About 200 U.S. troops and 400 Qatari Joint Special Forces and Internal Security Forces took part in the weeklong exercise Invincible Sentry 2019, Special Operations Command Central said in a statement.
The bilateral exercise, which took place at military training areas and remote locations throughout Qatar, involved scenarios in which Qatari officials requested assistance from the U.S. Embassy in Doha in response to a transnational security threat.
The goal for the exercise, one of 80 that CENTCOM conducts with regional partners each year, is to increase awareness of the special operations capabilities of the United States and its allies and to improve their ability to work together, the military said.
“What we (Green Berets) bring to the fight, by doing everything with and through our partners, is a capability that far outweighs our small teams,” said Maj. William Krebs, an Army Special Forces commander quoted in the statement. “We’d like to think some conflicts will never come to fruition because of our persistent engagement at key locations around the world.”

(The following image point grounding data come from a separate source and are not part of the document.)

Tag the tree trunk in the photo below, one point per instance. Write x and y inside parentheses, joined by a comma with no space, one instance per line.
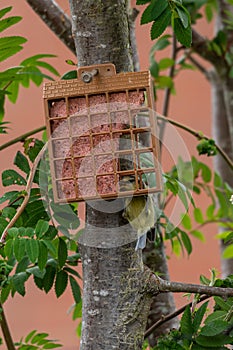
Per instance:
(162,304)
(115,305)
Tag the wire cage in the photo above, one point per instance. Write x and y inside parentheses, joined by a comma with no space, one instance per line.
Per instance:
(101,128)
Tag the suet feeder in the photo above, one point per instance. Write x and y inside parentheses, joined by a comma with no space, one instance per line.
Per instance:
(97,125)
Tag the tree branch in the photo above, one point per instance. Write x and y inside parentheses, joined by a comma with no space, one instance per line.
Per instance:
(172,315)
(168,91)
(198,135)
(56,19)
(27,195)
(158,285)
(201,47)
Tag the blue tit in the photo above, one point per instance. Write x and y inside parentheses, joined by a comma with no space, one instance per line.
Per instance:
(139,211)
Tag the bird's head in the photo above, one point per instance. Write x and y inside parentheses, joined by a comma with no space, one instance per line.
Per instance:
(127,183)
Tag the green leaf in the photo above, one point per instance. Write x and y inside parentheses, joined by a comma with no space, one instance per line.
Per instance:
(34,59)
(77,311)
(223,304)
(21,162)
(210,211)
(75,289)
(62,252)
(11,177)
(43,255)
(48,67)
(18,281)
(8,212)
(154,69)
(205,172)
(198,234)
(198,215)
(164,82)
(186,241)
(22,265)
(199,316)
(13,90)
(35,271)
(10,21)
(51,346)
(216,315)
(153,10)
(183,15)
(70,75)
(161,23)
(38,337)
(165,63)
(4,11)
(29,336)
(186,221)
(32,248)
(160,44)
(8,196)
(142,2)
(228,252)
(72,271)
(61,283)
(42,227)
(5,292)
(50,246)
(49,278)
(19,248)
(209,12)
(184,35)
(8,248)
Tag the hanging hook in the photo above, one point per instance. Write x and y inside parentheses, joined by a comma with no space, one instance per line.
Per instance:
(88,76)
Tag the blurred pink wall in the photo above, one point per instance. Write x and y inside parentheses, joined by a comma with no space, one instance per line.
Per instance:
(191,105)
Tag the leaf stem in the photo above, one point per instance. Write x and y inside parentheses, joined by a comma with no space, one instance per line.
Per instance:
(27,195)
(22,137)
(6,331)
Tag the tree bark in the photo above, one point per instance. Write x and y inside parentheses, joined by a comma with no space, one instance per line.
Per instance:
(56,19)
(115,310)
(163,304)
(101,33)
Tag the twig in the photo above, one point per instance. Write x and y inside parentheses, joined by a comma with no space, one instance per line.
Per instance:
(27,195)
(198,135)
(171,316)
(21,138)
(6,331)
(159,285)
(197,64)
(168,91)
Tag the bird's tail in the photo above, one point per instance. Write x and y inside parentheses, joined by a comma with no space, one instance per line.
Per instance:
(141,242)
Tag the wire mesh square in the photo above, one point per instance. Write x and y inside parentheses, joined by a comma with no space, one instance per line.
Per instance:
(100,131)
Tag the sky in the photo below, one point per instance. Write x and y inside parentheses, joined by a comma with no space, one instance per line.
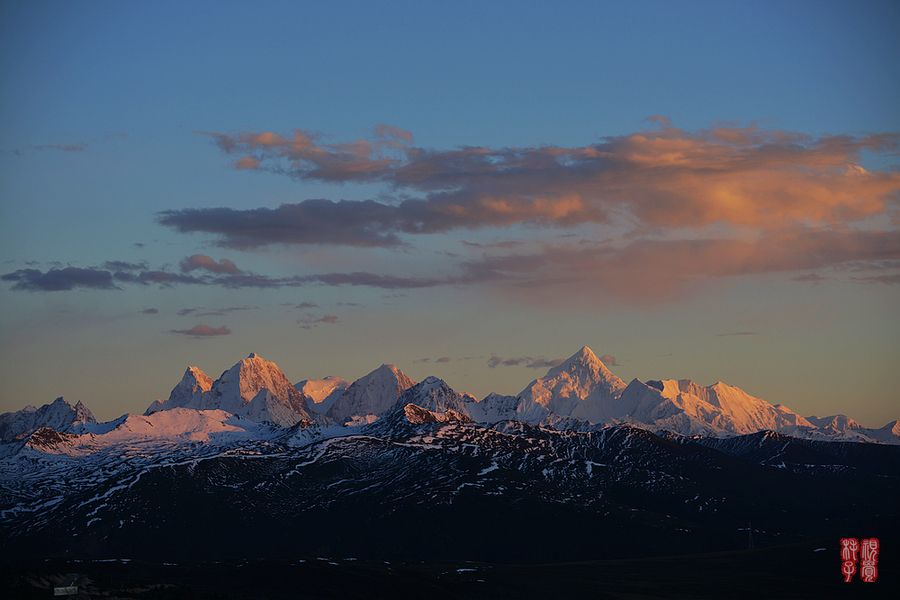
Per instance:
(472,190)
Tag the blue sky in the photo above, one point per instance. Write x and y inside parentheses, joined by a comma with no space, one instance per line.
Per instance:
(703,190)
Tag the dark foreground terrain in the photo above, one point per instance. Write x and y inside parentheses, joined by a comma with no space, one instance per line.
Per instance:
(803,570)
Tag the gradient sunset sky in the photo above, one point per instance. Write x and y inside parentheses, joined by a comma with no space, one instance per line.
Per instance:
(472,190)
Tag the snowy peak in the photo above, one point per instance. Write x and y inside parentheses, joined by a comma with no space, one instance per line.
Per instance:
(434,395)
(323,392)
(834,423)
(372,394)
(187,393)
(254,387)
(582,379)
(58,415)
(730,409)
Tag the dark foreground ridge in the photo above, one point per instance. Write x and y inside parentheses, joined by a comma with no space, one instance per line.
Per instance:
(805,570)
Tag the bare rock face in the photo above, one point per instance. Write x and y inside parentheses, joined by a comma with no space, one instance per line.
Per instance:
(58,415)
(373,394)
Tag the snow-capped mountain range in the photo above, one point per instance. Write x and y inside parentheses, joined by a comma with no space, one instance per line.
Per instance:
(579,465)
(578,394)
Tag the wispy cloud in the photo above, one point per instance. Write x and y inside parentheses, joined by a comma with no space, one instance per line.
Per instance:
(667,177)
(59,280)
(310,321)
(202,331)
(201,261)
(527,361)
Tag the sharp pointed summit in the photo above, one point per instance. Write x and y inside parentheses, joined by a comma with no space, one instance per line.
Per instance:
(372,395)
(254,387)
(58,415)
(583,378)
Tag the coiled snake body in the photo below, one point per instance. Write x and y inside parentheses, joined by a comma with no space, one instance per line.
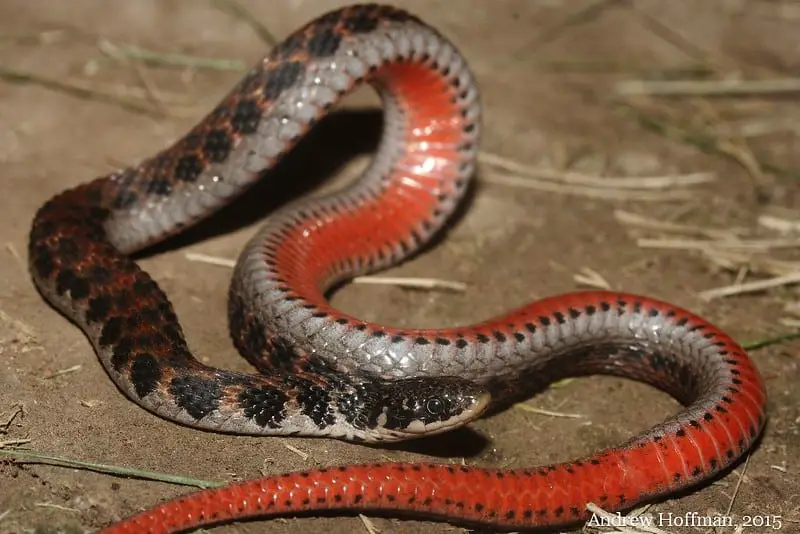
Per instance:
(324,373)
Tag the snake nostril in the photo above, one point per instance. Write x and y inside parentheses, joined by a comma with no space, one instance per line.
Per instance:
(435,406)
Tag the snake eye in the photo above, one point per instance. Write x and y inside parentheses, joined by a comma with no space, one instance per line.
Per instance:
(435,406)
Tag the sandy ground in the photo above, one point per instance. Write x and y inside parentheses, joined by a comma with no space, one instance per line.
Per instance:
(548,70)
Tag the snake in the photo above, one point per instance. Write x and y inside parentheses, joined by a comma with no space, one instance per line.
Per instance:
(324,373)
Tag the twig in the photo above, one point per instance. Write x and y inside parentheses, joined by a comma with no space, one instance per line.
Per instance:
(239,12)
(298,452)
(750,287)
(368,524)
(738,485)
(640,221)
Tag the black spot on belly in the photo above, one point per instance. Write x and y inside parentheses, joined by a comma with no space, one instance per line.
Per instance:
(196,395)
(145,374)
(324,43)
(315,403)
(264,405)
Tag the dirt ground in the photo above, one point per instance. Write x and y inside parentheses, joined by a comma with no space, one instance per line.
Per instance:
(548,72)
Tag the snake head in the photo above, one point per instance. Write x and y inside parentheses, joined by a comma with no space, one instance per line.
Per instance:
(416,407)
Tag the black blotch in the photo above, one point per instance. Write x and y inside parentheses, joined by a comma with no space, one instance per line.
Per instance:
(217,145)
(246,116)
(361,22)
(122,352)
(98,309)
(198,396)
(125,199)
(159,186)
(111,331)
(43,262)
(188,168)
(265,405)
(324,43)
(145,374)
(315,403)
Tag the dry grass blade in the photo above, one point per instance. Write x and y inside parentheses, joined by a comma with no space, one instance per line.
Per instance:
(634,219)
(755,245)
(602,182)
(750,287)
(732,87)
(168,59)
(238,11)
(80,91)
(591,278)
(412,283)
(588,192)
(733,260)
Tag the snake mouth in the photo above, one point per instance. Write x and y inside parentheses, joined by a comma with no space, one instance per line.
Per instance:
(466,409)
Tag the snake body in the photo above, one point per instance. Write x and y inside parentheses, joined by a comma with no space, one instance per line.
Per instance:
(324,373)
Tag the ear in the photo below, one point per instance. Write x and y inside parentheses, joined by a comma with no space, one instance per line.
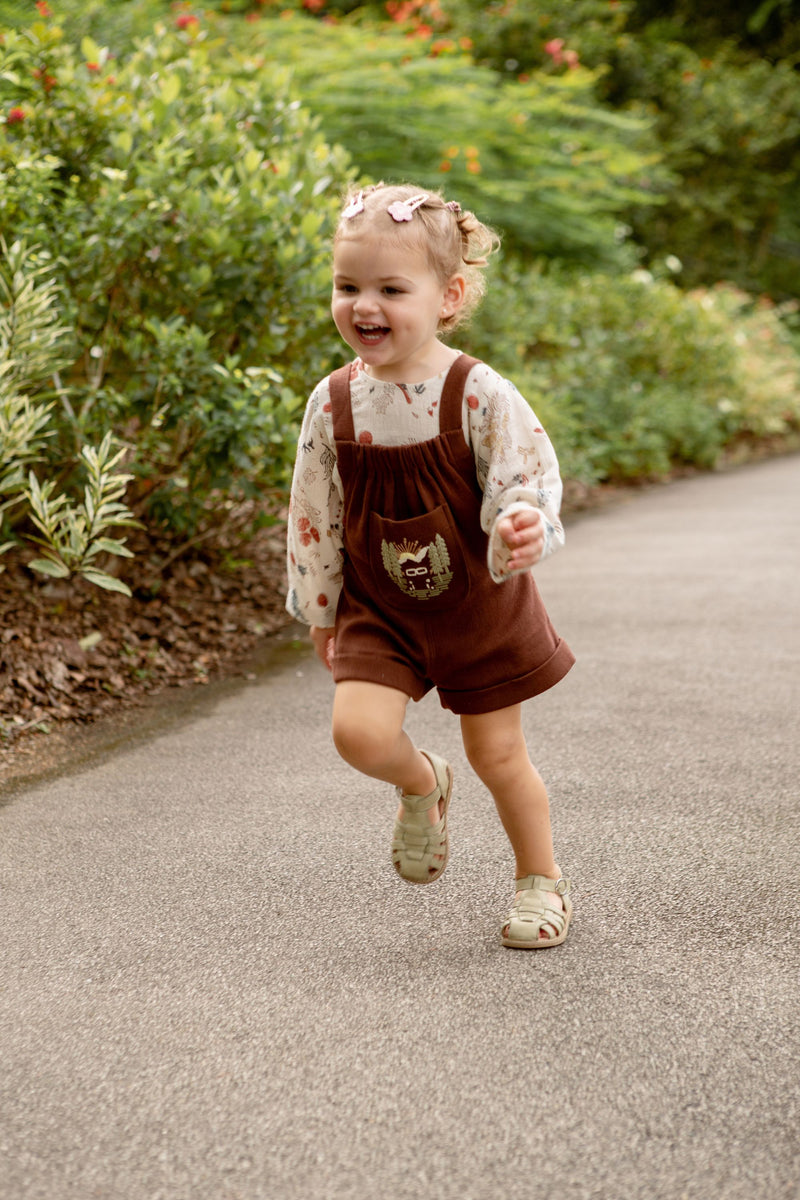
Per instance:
(453,295)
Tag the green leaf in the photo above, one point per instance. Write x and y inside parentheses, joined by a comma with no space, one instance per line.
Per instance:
(170,89)
(106,581)
(50,567)
(110,546)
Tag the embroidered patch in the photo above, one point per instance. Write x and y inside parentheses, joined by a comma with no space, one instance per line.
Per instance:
(420,571)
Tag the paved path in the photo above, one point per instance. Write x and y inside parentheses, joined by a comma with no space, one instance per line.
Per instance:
(214,987)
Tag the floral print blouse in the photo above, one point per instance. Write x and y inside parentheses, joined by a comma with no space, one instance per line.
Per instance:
(515,465)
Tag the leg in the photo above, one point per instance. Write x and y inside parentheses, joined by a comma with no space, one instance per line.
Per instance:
(495,747)
(368,733)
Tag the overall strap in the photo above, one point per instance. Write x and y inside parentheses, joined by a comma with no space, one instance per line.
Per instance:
(452,394)
(338,383)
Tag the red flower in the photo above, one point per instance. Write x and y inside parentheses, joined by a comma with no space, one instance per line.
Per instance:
(555,49)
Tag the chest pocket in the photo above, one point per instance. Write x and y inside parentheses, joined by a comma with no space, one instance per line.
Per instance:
(417,564)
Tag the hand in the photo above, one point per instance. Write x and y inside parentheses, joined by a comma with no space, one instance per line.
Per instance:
(323,640)
(524,535)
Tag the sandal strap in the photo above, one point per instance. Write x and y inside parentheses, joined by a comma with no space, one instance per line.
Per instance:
(419,804)
(541,883)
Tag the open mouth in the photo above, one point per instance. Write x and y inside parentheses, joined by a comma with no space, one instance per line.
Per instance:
(371,334)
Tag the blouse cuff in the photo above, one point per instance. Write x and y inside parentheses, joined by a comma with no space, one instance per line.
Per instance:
(498,553)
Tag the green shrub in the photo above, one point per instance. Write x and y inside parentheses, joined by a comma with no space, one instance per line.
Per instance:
(539,159)
(73,534)
(632,377)
(186,199)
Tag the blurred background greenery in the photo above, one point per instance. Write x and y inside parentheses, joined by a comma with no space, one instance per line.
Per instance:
(169,174)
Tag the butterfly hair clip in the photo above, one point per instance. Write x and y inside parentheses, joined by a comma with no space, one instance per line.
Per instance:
(354,207)
(403,210)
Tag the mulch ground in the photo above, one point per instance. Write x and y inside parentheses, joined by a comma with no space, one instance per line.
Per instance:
(73,657)
(72,654)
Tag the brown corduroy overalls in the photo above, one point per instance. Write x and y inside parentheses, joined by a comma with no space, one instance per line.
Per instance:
(419,607)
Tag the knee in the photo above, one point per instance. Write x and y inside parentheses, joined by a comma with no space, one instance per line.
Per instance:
(359,742)
(493,759)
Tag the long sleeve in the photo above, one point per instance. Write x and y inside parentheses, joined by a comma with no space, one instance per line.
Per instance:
(314,527)
(515,461)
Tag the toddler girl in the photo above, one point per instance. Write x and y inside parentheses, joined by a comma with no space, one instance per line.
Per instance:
(423,492)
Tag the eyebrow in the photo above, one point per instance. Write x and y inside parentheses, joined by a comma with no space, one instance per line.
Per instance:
(388,279)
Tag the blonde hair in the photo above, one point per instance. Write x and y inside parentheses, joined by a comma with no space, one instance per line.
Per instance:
(453,240)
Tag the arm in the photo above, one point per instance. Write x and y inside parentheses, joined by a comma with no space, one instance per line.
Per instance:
(314,525)
(518,473)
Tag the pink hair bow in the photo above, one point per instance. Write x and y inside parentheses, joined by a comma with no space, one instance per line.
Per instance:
(403,210)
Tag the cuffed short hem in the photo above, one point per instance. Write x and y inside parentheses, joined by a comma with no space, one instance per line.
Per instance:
(512,691)
(388,672)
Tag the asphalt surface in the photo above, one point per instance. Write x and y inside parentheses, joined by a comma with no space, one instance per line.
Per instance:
(215,988)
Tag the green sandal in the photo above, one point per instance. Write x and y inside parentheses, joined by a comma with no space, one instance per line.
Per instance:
(531,912)
(416,843)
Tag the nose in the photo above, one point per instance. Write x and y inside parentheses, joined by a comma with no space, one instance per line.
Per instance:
(365,303)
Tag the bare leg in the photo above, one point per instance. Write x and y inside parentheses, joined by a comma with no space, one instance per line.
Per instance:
(495,747)
(368,733)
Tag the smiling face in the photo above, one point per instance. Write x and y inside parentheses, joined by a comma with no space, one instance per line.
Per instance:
(388,304)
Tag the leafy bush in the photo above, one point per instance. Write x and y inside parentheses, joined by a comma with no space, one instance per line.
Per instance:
(73,534)
(632,377)
(186,199)
(539,159)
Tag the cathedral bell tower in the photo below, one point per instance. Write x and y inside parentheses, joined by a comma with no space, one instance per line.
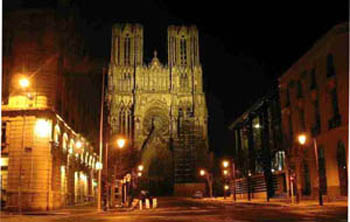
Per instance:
(126,56)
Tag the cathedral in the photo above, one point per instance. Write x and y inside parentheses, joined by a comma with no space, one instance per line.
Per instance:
(160,108)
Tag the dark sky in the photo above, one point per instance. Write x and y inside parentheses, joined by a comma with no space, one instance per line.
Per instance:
(244,45)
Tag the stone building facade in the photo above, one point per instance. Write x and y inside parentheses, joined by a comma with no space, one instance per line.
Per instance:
(49,128)
(160,108)
(314,96)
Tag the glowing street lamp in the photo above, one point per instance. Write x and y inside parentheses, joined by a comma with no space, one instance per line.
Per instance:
(24,82)
(42,128)
(78,144)
(140,167)
(209,179)
(225,163)
(302,139)
(121,142)
(226,187)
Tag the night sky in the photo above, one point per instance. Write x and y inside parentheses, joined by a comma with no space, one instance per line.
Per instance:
(244,46)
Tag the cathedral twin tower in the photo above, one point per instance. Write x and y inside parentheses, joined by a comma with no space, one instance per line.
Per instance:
(160,108)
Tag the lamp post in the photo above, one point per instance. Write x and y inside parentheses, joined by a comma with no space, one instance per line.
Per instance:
(302,138)
(101,142)
(209,178)
(226,164)
(23,84)
(120,144)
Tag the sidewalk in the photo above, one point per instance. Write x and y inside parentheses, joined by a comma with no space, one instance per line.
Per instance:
(274,202)
(89,208)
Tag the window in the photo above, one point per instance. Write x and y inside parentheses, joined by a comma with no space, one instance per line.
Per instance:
(330,66)
(322,170)
(127,50)
(299,89)
(316,129)
(335,102)
(302,119)
(287,97)
(335,121)
(342,169)
(3,133)
(306,181)
(257,133)
(313,84)
(57,134)
(183,54)
(290,125)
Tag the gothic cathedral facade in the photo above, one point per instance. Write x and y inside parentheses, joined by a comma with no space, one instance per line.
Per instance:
(160,108)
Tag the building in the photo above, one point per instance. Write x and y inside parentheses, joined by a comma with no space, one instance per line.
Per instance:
(49,125)
(314,100)
(258,150)
(160,108)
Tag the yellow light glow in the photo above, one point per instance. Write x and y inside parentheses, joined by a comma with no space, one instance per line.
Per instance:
(42,128)
(121,142)
(98,166)
(78,144)
(225,163)
(4,161)
(24,82)
(302,139)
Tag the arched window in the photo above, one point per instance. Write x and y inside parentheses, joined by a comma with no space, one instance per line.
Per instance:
(71,146)
(57,134)
(183,55)
(65,142)
(127,50)
(342,169)
(330,65)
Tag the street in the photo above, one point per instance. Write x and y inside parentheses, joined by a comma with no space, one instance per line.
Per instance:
(185,209)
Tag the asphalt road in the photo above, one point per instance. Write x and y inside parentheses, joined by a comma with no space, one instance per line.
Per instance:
(177,209)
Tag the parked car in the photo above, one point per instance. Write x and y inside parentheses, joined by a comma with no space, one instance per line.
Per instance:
(197,195)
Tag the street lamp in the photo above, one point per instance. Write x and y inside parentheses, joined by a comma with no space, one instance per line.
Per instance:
(225,163)
(23,84)
(121,142)
(302,140)
(209,178)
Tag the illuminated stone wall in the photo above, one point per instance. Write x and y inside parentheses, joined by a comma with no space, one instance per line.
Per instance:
(150,103)
(314,99)
(47,166)
(48,48)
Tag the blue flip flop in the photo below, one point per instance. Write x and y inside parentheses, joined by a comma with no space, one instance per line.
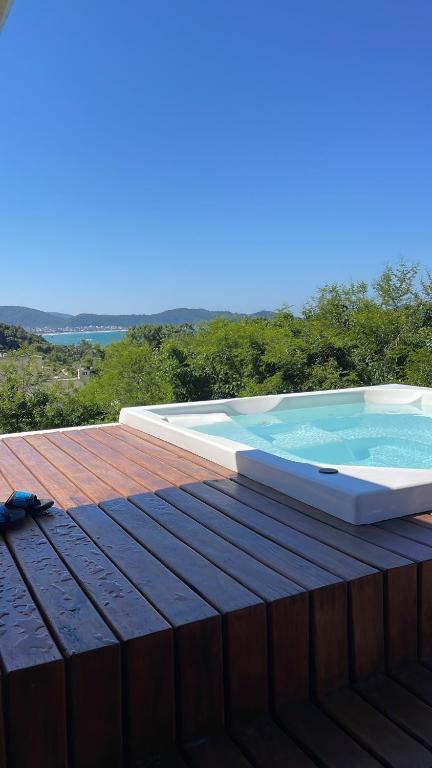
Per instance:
(19,505)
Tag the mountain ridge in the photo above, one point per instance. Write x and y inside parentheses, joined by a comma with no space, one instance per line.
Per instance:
(40,320)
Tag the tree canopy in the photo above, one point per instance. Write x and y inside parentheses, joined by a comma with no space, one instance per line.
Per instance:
(346,335)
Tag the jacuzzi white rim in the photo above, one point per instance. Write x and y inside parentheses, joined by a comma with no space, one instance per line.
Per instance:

Working side-by-side, U.S. and Qatari special operations units carried out a combined strike on a simulated terrorist network as part of this year’s exercise. Moving through a town, the two forces infiltrated their objective and took down the terrorists, the statement said.
Under an agreement signed in 1992, Qatar hosts up to 10,000 U.S. forces personnel at its military facilities, including Al Udeid Air Base, a Congressional Research Service report said in 2017.
The country has also supported U.S. and coalition military operations in the region, to include the wars in Iraq and Afghanistan, as well as the anti-Islamic State fight in Iraq and Syria. Doha has also recently hosted several rounds of peace talks between U.S. and Taliban representatives aimed at ending the war in Afghanistan, now in its 18th year.